Subsequent to a traffic stop, probable cause is needed to allow for further detention and chemical testing of a driver at the police station. In a DWI case, the officer needs to establish probable cause that the particular driver is under the influence of alcohol.  In order to establish this, the officer will generally ask the driver to perform a variety of tests called field sobriety tests.  The more common tests are: Horizontal Gaze Nystagmus or HGN, walk a straight line heel to toe and stand on one leg and count to a certain number – usually thirty seconds.  Also, an officer will usually request that the driver submit to a preliminary breath test at the scene which usually gives a digital read-out of the driver’s alcohol concentration.

4) Was the driver’s right to counsel vindicated prior to being asked to submit to a chemical test of his or her blood, breath or urine?

In Minnesota, an officer is required to read a driver the Minnesota Implied Consent Advisory prior to testing.  As part of this advisory, the driver should be asked if he or she wishes to contact an attorney to get advice on testing. If a driver informs the officer that they would like to speak with an attorney, then the officer must allow the driver access to the telephone and must give the driver a “reasonable period” of time to contact an attorney.  What is considered a reasonable period of time can depend on a number of circumstances or factors such as the time of day and the amount of diligence the driver is showing in his or her attempt to contact an attorney.

5) If the driver requests a second test which is independent of the state’s chemical test, did the police officer provide the driver access to a telephone to make arrangements for the test?

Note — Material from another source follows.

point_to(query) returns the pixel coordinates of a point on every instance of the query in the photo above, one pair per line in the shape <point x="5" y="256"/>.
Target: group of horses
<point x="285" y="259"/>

If a driver is going to remain in-custody following his or submission to the state’s chemical test request and then informs the officer that they would like to have their own blood or urine test done, they should be allowed access to a telephone to contact someone to arrange the administration of that test.

6) Was the testing method utilized by the police reliable in determining the driver’s blood alcohol concentration?

With regard to breath tests, Minnesota currently utilizes the Intoxilyzer 5000EN and the Datamaster DMT.  The criminal defense lawyer should carefully review every testing method to determine if it meets all the standards required of the particular method to insure its reliability.

Again, obviously the above 6 potential issues or defenses in a DWI case are not comprehensive.  Nevertheless, they can serve as a perfect starting point for any criminal defense attorney reviewing a client’s police reports and other discovery to determine any possible or potential defenses.